Thursday Doors 29 November 2018
Posted on November 22, 2018
After the last few weeks’ diversions, we’re back to the town of Perigueuex in the Dordogne for another selection of doors from its medieval centre.
To begin with, two doors for the price of one, with a nice juxtaposition of old and new:
And here are a couple more doors with some colour to them:
But it remains the case that most doors are just plain brown – even this comparatively modern one:
As well as these older examples:
Thursday Doors 22 November 2018
Posted on November 7, 2018
Cee wants to see some images of tools this week. I spotted this in the Museum in Perigueux.
As the card states, it’s a pair of scissors for shearing sheep. They’ve been in the museum since 1914, but date from some time in the late 19th century at a guess. They are made of iron, no doubt by a village blacksmith.
Nowadays, sheep are sheared using electric clippers, which is obviously a lot quicker than this traditional method – although only a few years ago we watched our neighbour and his wife shearing one of their sheep with a pair quire similar to these.
Next year, the World Sheep-Shearing Championship (yes, there is such a thing) will be held in the nearby town of Le Dorat. I sense a major photo opportunity.
Posted on October 25, 2018
Another instalment of the doors of Perigueux for this week. Just in case the colourful ones from the last couple of weeks have raised the blood pressure too much, the common theme of this instalment is that they’re all – brown.
Usually I focus in quite closely on the door itself, but I thought that this gives an idea of the narrow streets in which most of these examples are to be found:
And here’s another example of a doorway having been inserted into a previously existing archway – with room to spare:
More old brown doors:
Not quite so old, but at least as tatty:
Although this is my favourite for this week, with the glass and ironwork, and a faded curtain adding further interest:
Still plenty more to come from Perigueux, but for the next couple of weeks we’ll be revisiting some other haunts for previously unseen doors.
Thursday Doors 25 October 2018
Posted on October 23, 2018
We’d never been to Perigueux before. We were expecting to see some old buildings but it was quite a surprise to find one hanging in mid-air just outside our hotel down by the river.
It’s known as the ‘eschif’, which translates – rather gloomily – as ‘scaffold’. It was constructed in the first half of the 14th century to straddle the protective wall on which it appears to balance precariously and act as a look-out post. That door isn’t terribly practical now.
Posted on October 18, 2018
So many doors in Perigueux…enough even to allow an individual theme of shopfronts for this week’s instalment.

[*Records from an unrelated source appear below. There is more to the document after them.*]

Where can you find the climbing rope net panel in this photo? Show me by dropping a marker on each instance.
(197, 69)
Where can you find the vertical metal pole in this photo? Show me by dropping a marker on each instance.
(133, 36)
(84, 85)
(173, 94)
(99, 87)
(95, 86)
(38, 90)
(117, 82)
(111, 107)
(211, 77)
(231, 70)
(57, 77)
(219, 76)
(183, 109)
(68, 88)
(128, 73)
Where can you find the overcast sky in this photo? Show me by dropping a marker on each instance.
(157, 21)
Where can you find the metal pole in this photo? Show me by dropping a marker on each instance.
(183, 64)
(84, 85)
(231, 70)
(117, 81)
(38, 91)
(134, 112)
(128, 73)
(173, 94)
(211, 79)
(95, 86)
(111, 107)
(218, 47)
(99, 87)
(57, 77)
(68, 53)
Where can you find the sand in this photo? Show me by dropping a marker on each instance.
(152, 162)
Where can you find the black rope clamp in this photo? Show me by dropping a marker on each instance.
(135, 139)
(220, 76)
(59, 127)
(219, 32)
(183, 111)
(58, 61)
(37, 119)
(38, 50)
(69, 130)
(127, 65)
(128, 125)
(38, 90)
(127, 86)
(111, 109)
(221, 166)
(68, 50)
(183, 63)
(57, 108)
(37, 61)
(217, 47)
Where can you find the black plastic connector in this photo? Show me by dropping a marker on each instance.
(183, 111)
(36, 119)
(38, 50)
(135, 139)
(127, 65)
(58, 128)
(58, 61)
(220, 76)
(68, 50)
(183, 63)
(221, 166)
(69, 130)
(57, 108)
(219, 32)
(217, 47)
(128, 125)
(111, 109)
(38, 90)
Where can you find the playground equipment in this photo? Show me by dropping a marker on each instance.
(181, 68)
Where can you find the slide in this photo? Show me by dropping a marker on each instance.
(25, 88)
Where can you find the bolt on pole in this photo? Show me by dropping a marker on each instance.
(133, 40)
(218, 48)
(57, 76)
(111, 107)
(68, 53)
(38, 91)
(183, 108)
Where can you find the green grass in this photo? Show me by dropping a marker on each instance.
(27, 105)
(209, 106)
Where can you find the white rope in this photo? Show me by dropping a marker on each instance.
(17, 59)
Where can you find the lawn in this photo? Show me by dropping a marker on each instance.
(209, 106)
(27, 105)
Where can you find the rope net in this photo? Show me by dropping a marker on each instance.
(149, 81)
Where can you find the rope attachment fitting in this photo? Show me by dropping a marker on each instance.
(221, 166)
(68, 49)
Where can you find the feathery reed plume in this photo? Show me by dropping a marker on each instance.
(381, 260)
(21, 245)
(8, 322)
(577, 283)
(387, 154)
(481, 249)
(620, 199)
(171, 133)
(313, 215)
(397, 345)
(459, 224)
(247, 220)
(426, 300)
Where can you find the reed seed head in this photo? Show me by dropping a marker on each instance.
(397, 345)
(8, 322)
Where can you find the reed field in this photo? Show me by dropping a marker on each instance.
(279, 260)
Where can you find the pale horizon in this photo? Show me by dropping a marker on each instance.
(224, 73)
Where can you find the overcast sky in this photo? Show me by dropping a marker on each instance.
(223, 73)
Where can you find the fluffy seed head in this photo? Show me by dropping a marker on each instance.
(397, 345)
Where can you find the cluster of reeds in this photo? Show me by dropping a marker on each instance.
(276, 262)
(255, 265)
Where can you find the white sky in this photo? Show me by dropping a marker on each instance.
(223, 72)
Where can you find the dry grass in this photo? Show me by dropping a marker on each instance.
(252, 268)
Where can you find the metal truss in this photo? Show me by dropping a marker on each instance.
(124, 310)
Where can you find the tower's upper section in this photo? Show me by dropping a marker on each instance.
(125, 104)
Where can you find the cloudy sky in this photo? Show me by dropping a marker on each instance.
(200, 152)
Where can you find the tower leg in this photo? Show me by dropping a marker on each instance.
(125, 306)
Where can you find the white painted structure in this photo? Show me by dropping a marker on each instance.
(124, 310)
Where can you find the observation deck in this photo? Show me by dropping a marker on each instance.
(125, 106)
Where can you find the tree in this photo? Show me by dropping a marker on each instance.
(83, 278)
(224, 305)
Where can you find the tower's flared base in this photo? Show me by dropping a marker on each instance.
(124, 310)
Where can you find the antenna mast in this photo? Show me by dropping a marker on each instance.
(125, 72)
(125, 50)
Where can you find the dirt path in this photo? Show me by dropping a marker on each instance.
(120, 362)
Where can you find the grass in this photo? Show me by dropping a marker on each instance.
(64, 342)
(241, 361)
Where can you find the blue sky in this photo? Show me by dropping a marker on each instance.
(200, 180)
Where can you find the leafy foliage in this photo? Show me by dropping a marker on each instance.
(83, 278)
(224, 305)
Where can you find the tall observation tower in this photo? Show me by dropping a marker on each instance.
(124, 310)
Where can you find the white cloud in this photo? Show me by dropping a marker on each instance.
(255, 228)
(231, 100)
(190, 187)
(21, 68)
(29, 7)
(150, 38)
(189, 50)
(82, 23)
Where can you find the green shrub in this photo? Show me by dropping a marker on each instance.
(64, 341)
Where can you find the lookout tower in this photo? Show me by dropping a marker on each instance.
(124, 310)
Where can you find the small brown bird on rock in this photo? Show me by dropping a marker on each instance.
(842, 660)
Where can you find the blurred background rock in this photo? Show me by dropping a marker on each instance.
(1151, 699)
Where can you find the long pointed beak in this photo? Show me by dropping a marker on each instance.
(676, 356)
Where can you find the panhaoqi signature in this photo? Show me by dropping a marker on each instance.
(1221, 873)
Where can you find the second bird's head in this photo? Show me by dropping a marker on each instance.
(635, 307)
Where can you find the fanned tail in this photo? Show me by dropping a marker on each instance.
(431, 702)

Since we finished up last week with a blue door, continuity dictates that we start now with another:
Another clearly marked, if less colourful, example:
This is the shop window of a ‘luthier’ – a maker of violins and other string instruments:
Rather less obviously, this is now a boutique, but one with a pretty impressive entrance:
But I have no idea what these two commercial premises may once have been:
Thursday Doors 18 October 2018
Posted on October 17, 2018
Cee’s Fun Foto theme for this week is just about as close to carte blanche as it’s possible to be. ‘Places people visit’: well, if there’s a photograph of it somebody must have visited it, in order to take the shot.
It’s fun being a pedant.
In the spirit of the theme, though, this place is definitely a tourist attraction and to prove it, this view of the cathedral of Saint-Front in Perigueux was actually taken from the window of our hotel room. I’ve stayed in places with worse views.